The Heads of State and Government affirmed the need to contain the effects of natural disasters in Africa.
They reiterated the importance of the framework provided by the Africa-European Union Strategic Partnership established in Lisbon. They committed to working with a view to the November 2010 Africa-European Union Summit on concrete priority projects of common interest.
They noted and welcomed the adoption of the Charter for French Companies in Africa presented at the Summit. They acknowledged that it is one of the examples of best practices for corporate governance.
The Heads of State and Government of Africa and France agreed to meet every three years, alternately in Africa and in France, and to agree on the main items of the next Summit a year in advance. The next Summit will take place in Egypt. A meeting of foreign ministers will be held between the two Summits in order to ensure follow-up of decisions and commitments made during the Africa-France Summits. Furthermore, a regular follow-up mechanism will be set up./.
¹ Source of English text: Elysée website.
Nice, 31 May 2010
I’m utterly convinced that it’s no longer possible to talk about the major issues of the world without the presence of Africa.
What underpins our firm belief is the clear awareness that our destinies are inextricably linked. Africa’s failure would be Europe’s tragedy. We, Europe and France, have a major interest in Africa’s success. Twelve kilometres separate our two continents, we share similar destinies, similar interests. (…)
Africa is our future. The African continent, which has long been on the sidelines, is increasingly establishing itself daily as an absolutely major player in international life. Africa’s tremendous demographic dynamism and substantial resources make it the global economy’s main potential for growth in the coming decades. Our own future depends to a great extent on Africa’s development and our shared ability to ensure its development, through peace and stability. (…)
In order resolutely to enter this partnership, we wanted to put three items at the centre of our discussions.
To begin with, the first item [on the agenda] – which can’t be ignored, we have no more time to lose – is that of Africa’s role in global governance.
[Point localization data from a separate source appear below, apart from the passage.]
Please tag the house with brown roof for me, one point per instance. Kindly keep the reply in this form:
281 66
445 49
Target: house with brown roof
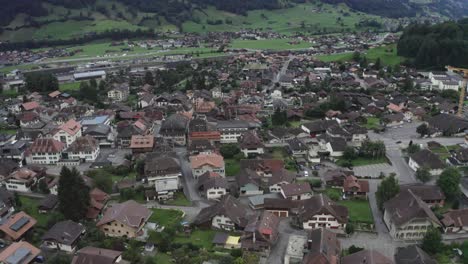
45 151
456 221
22 180
408 217
164 173
323 247
355 188
321 212
366 256
202 163
16 226
124 219
84 149
97 202
227 214
426 159
93 255
68 132
212 185
296 191
261 233
19 252
142 143
251 144
432 195
63 236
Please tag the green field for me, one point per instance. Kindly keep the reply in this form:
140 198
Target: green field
67 87
359 211
269 44
307 18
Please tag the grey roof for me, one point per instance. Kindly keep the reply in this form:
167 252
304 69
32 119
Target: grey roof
413 255
425 158
66 232
407 206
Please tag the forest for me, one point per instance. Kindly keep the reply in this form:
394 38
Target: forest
436 46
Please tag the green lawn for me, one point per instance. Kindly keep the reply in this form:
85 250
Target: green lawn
30 205
387 54
66 87
360 161
162 258
179 200
372 123
201 238
269 44
359 211
166 217
335 57
232 167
Now things have to be clear, and everyone has to put their cards on the table. If we say we’re friends with Africa, then we must be ready to make a place for Africa in global governance. (…) It’s a question of legitimacy, and efficiency, the United Nations Security Council must be reformed. And it is totally unjustified that Africa doesn’t have a single permanent member of the Security Council.
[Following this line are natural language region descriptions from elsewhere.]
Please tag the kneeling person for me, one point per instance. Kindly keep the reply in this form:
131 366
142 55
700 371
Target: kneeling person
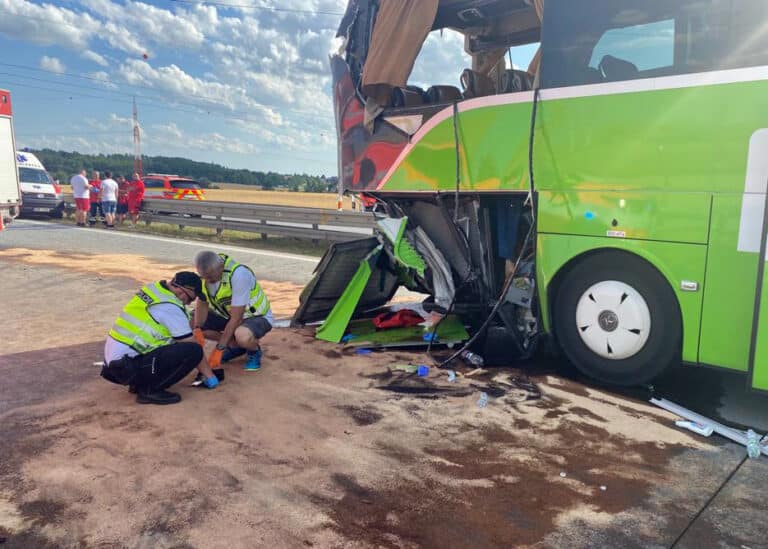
151 346
232 306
In the same way, when France holds the presidency of the G8 and G20, she will take initiatives on this.
The second item on our agenda will be that of peace and security in Africa. (…)
I’d like to discuss the institutional crises in Africa with you. You know our position on democracy and human rights: these aren’t [just] Western values, they are universal ones. (…)
Finally, third theme: climate and development. On such an issue it’s essential to go on working together, as we started doing in Copenhagen and prior to Copenhagen. And I intend the commitments the Minister of State and I got in Copenhagen – i.e. the “fast start”, financing for the forest areas, for Africa – to be scrupulously honoured.
An exciting job awaits us. France wants to be Africa’s ally. Europe and Africa share similar values. Together, we can build the global governance of the 21st century. (…)./.